49c2c35 verified 9 months ago

4.23 kB

	---
	language: en
	license: apache-2.0
	---

	# BERT Hash Nano Models

	This is a set of 3 Nano [BERT](https://arxiv.org/abs/1810.04805) models with a modified embeddings layer. The embeddings layer is the same BERT vocabulary (30,522 tokens) projected to a smaller dimensional space then re-encoded to the hidden size. This method is inspired by [MUVERA: Multi-Vector Retrieval via Fixed Dimensional Encodings](https://arxiv.org/abs/2405.19504).

	The number of projections is like a hash. Setting the projections parameter to 5 is like generating a 160-bit hash (5 x float32) for each token. That hash is then projected to the hidden size.

	This significantly reduces the number of parameters necessary for token embeddings.

	For example:

	Standard token embeddings:
	- 30,522 (vocab size) x 768 (hidden size) = 23,440,896 parameters
	- 23,440,896 x 4 (float32) = 93,763,584 bytes

	Hash token embeddings:
	- 30,522 (vocab size) x 5 (hash buckets) + 5 x 768 (projection matrix)= 156,450 parameters
	- 156,450 x 4 (float32) = 625,800 bytes

	These models are pre-trained on the same training corpus as BERT (with a copy of Wikipedia from 2025) as recommended in the paper [Well-Read Students Learn Better: On the Importance of Pre-training Compact Models](https://arxiv.org/abs/1908.08962).

	Here is a subset of GLUE scores on the dev set using the [script provided by Hugging Face Transformers](https://github.com/huggingface/transformers/blob/main/examples/pytorch/text-classification/run_glue.py) with the following parameters.

	```bash
	python run_glue.py --model_name_or_path <model path> --task_name <task name> --do_train --do_eval --max_seq_length 128 --per_device_train_batch_size 32 --learning_rate 1e-4 --num_train_epochs 4 --output_dir outputs --trust-remote-code True
	```

	\| Model \| Parameters \| MNLI (acc m/mm) \| MRPC (f1/acc) \| SST-2 (acc) \|
	\| ----- \| ---------- \| --------------- \| ---------------- \| ----------- \|
	\| [baseline (bert-tiny)](https://hf.co/google/bert_uncased_L-2_H-128_A-2) \| 4.4M \| 0.7114 / 0.7161 \| 0.8318 / 0.7353 \| 0.8222 \|
	\| [bert-hash-femto](https://hf.co/neuml/bert-hash-femto) \| 0.243M \| 0.5697 / 0.5750 \| 0.8122 / 0.6838 \| 0.7821 \|
	\| [bert-hash-pico](https://hf.co/neuml/bert-hash-pico) \| 0.448M \| 0.6228 / 0.6363 \| 0.8205 / 0.7083 \| 0.7878 \|
	\| [bert-hash-nano](https://hf.co/neuml/bert-hash-nano) \| 0.969M \| 0.6565 / 0.6670 \| 0.8172 / 0.7083 \| 0.8131 \|

	## Usage

	These models can be loaded using Hugging Face Transformers as follows.
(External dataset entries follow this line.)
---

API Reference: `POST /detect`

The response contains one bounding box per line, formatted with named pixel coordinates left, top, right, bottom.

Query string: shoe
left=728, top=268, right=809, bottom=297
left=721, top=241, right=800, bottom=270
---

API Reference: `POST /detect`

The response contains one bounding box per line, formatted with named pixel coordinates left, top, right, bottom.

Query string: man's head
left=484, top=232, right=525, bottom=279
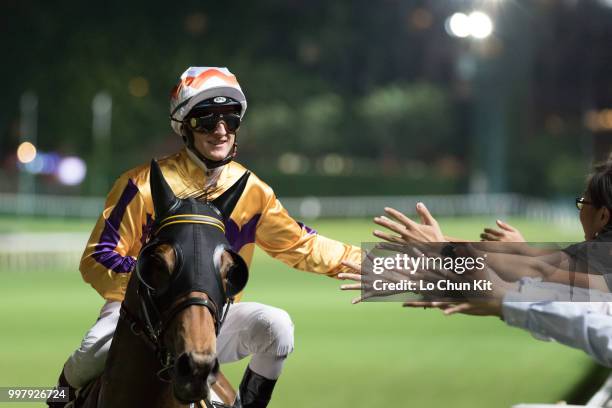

Note that given that this is a custom architecture, `trust_remote_code` needs to be set.

	```python
	from transformers import AutoModel

	model = AutoModel.from_pretrained("neuml/bert-hash-nano", trust_remote_code=True)
	```

	## Training

	Training your own Nano model is simple. All you need is a Hugging Face dataset and the code below using [txtai](https://github.com/neuml/txtai).

	```python
	from datasets import concatenate_datasets, load_dataset
	from transformers import AutoTokenizer

	from txtai.pipeline import HFTrainer

	from configuration_bert_hash import *
	from modeling_bert_hash import *

	dataset = load_dataset("path to target HF dataset")

	tokenizer = AutoTokenizer.from_pretrained("bert-base-uncased")

	config = BertHashConfig(
	hidden_size=128,
	num_hidden_layers=2,
	num_attention_heads=2,
	intermediate_size=512,
	projections=16
	)
	model = BertHashForMaskedLM(config)

	print(config)
	print("Total parameters:", sum(p.numel() for p in model.bert.parameters()))

	train = HFTrainer()

	# Train using MLM
	train((model, tokenizer), dataset, task="language-modeling", output_dir="model",
	fp16=True, learning_rate=1e-3, per_device_train_batch_size=64, num_train_epochs=3,
	warmup_steps=2500, weight_decay=0.01, adam_epsilon=1e-6,
	tokenizers=True, dataloader_num_workers=20,
	save_strategy="steps", save_steps=5000, logging_steps=500,
	)
	```

	## Future Work

	This model demonstrates that smaller models can still be productive models.

	The hope is that this work opens the door to many in building small encoder models that pack a punch. Models can be trained in a matter of hours using consumer GPUs.

	Imagine more specialized models like this for medical, legal, science and more.